The foundation says interested applicants should be “deeply embedded in their respective communities, working together to build not just immediate solutions but long-term change.”
When the Obama Foundation solicited for applicants last year, they say they were ‘blown away’ by over 20,000 applicants.
Applications for the inaugural Obama Foundation Fellowship included over 20,000 people from 191,Photo: Obama.org
On the “What We Look For in a Fellow” website page, they state,
“When we first launched the Fellowship last year, we were blown away by the response we got from people around the world who were helping create transformational change in their communities. Choosing just 20 Fellows from an application pool of 20,000 (!) inspiring candidates was certainly challenging—but as many of you begin to think about your application to this year’s Fellowship, we wanted to provide some insight as to how we made our selections.”

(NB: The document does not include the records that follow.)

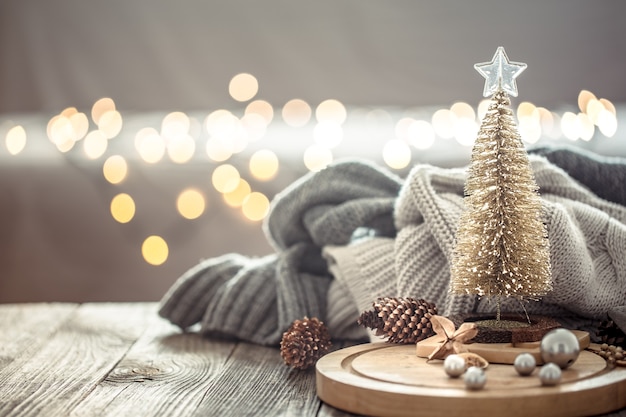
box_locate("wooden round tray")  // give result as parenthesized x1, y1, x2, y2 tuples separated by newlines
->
(316, 342, 626, 417)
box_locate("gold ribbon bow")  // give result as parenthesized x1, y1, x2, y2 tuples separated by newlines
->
(427, 315, 478, 361)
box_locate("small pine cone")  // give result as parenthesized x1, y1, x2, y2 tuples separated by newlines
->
(280, 317, 332, 370)
(597, 318, 626, 348)
(358, 297, 438, 344)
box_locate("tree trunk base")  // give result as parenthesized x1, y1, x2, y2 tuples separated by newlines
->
(450, 313, 561, 344)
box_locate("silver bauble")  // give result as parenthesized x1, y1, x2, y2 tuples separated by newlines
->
(463, 366, 486, 390)
(514, 353, 536, 376)
(444, 354, 466, 378)
(540, 328, 580, 369)
(539, 362, 562, 386)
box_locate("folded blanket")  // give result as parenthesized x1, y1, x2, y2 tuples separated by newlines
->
(159, 146, 626, 345)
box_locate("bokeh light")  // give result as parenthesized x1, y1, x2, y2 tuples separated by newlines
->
(91, 97, 116, 125)
(103, 155, 128, 184)
(205, 137, 234, 162)
(282, 99, 312, 127)
(223, 179, 251, 207)
(97, 110, 123, 139)
(161, 111, 190, 141)
(245, 100, 274, 124)
(249, 149, 279, 181)
(212, 164, 241, 193)
(431, 109, 455, 139)
(167, 134, 196, 163)
(316, 99, 347, 125)
(142, 235, 169, 266)
(229, 73, 259, 102)
(110, 193, 136, 223)
(5, 125, 26, 155)
(313, 122, 343, 149)
(136, 127, 165, 163)
(176, 188, 206, 220)
(242, 192, 270, 221)
(303, 144, 333, 172)
(83, 130, 108, 159)
(382, 139, 411, 170)
(407, 120, 435, 150)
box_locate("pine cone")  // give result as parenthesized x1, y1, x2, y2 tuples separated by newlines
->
(597, 318, 626, 348)
(358, 297, 438, 344)
(280, 317, 332, 370)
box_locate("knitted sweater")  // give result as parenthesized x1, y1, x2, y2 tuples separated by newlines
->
(159, 146, 626, 345)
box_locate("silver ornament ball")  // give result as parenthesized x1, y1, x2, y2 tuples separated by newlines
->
(540, 328, 580, 369)
(463, 366, 486, 390)
(444, 354, 466, 378)
(539, 362, 562, 386)
(514, 353, 536, 376)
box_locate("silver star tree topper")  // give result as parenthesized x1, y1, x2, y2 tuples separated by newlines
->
(474, 47, 527, 97)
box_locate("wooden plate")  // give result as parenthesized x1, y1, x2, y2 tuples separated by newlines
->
(316, 342, 626, 417)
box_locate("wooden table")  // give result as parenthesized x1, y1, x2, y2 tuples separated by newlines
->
(0, 303, 356, 417)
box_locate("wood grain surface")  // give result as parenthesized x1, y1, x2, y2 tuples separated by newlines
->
(316, 342, 626, 417)
(0, 303, 356, 417)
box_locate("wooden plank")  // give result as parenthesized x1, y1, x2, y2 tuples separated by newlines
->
(194, 342, 321, 416)
(0, 303, 78, 370)
(0, 303, 155, 417)
(69, 317, 237, 416)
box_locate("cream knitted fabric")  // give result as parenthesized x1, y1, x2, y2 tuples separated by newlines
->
(325, 156, 626, 341)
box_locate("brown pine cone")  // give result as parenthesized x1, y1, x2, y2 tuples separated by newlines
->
(280, 317, 332, 370)
(358, 297, 438, 344)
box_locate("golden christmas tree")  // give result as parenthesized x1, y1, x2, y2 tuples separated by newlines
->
(450, 47, 552, 321)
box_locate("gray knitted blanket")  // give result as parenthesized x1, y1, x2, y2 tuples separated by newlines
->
(159, 146, 626, 346)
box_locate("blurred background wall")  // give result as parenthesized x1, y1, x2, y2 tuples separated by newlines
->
(2, 0, 626, 113)
(1, 0, 625, 303)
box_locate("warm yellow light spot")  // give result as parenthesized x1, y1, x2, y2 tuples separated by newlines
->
(61, 107, 78, 118)
(578, 90, 596, 113)
(315, 99, 347, 125)
(103, 155, 128, 184)
(229, 73, 259, 102)
(249, 149, 279, 181)
(177, 188, 206, 220)
(313, 122, 343, 148)
(450, 102, 475, 121)
(477, 99, 490, 120)
(69, 112, 89, 141)
(240, 113, 267, 142)
(98, 110, 122, 139)
(205, 137, 233, 162)
(382, 139, 411, 170)
(394, 117, 415, 141)
(242, 192, 270, 222)
(517, 102, 537, 119)
(453, 118, 478, 146)
(92, 98, 116, 125)
(5, 125, 26, 155)
(48, 115, 73, 146)
(586, 99, 605, 125)
(142, 235, 168, 266)
(223, 179, 251, 207)
(407, 120, 435, 150)
(212, 164, 241, 193)
(431, 109, 455, 139)
(598, 109, 618, 137)
(561, 112, 579, 141)
(599, 98, 616, 116)
(83, 130, 108, 159)
(577, 113, 595, 141)
(161, 111, 190, 141)
(110, 193, 136, 223)
(136, 128, 165, 163)
(303, 144, 333, 172)
(245, 100, 274, 124)
(282, 99, 312, 127)
(167, 134, 196, 164)
(205, 109, 239, 138)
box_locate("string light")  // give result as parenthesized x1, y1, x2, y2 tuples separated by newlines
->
(5, 125, 26, 155)
(176, 188, 206, 220)
(103, 155, 128, 184)
(142, 235, 169, 266)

The site mentions three of the fellows from last year’s inaugural class as examples including Keith Watley, a criminal justice reform attorney from Oakland who started the UnCommon Law organization to advocate for incarcerated people; Ashley Hanson, an artist and theater director who started PlaceBase Productions to help rural artists tell their stories in original, community-driven productions; and Nedgine Paul Deroly, an educator from Haiti who founded Anseye Pou Ayiti, an organization that has recruited and trained 110 teachers and recent school graduates to teach more than 5,000 students across 50 Haitian schools.
Former President Barack Obama meeting with the inaugural group of fellows this past April. Photo:Obama.org
The Obama Foundation also lists five criteria they follow in selecting applicants which they list as follows on the Obama.org website:
They were civic innovators.
They didn’t just tackle a problem they wanted to solve, they helped build a community—of people involved and impacted by an issue—to help overcome a systemic challenge.
They were at the tipping point in their work.
They had already demonstrated direct and meaningful impact in their communities and gained recognition among their peers for their contributions. But they could take their approaches even further with the right attention, support, and network.
They were discipline diverse.
They didn’t have the same cookie-cutter backgrounds; they were artists, activists, educators, entrepreneurs—people from all walks of life, employing different methods to improve their communities.
They were talented, but not connected.
They hadn’t already benefited from prestigious opportunities or global attention. They had distinct voices, just waiting to ring out.
And finally, they were good humans.
They were authentic, ethical, inclusive, collaborative—people motivated by the powerful desire to help others.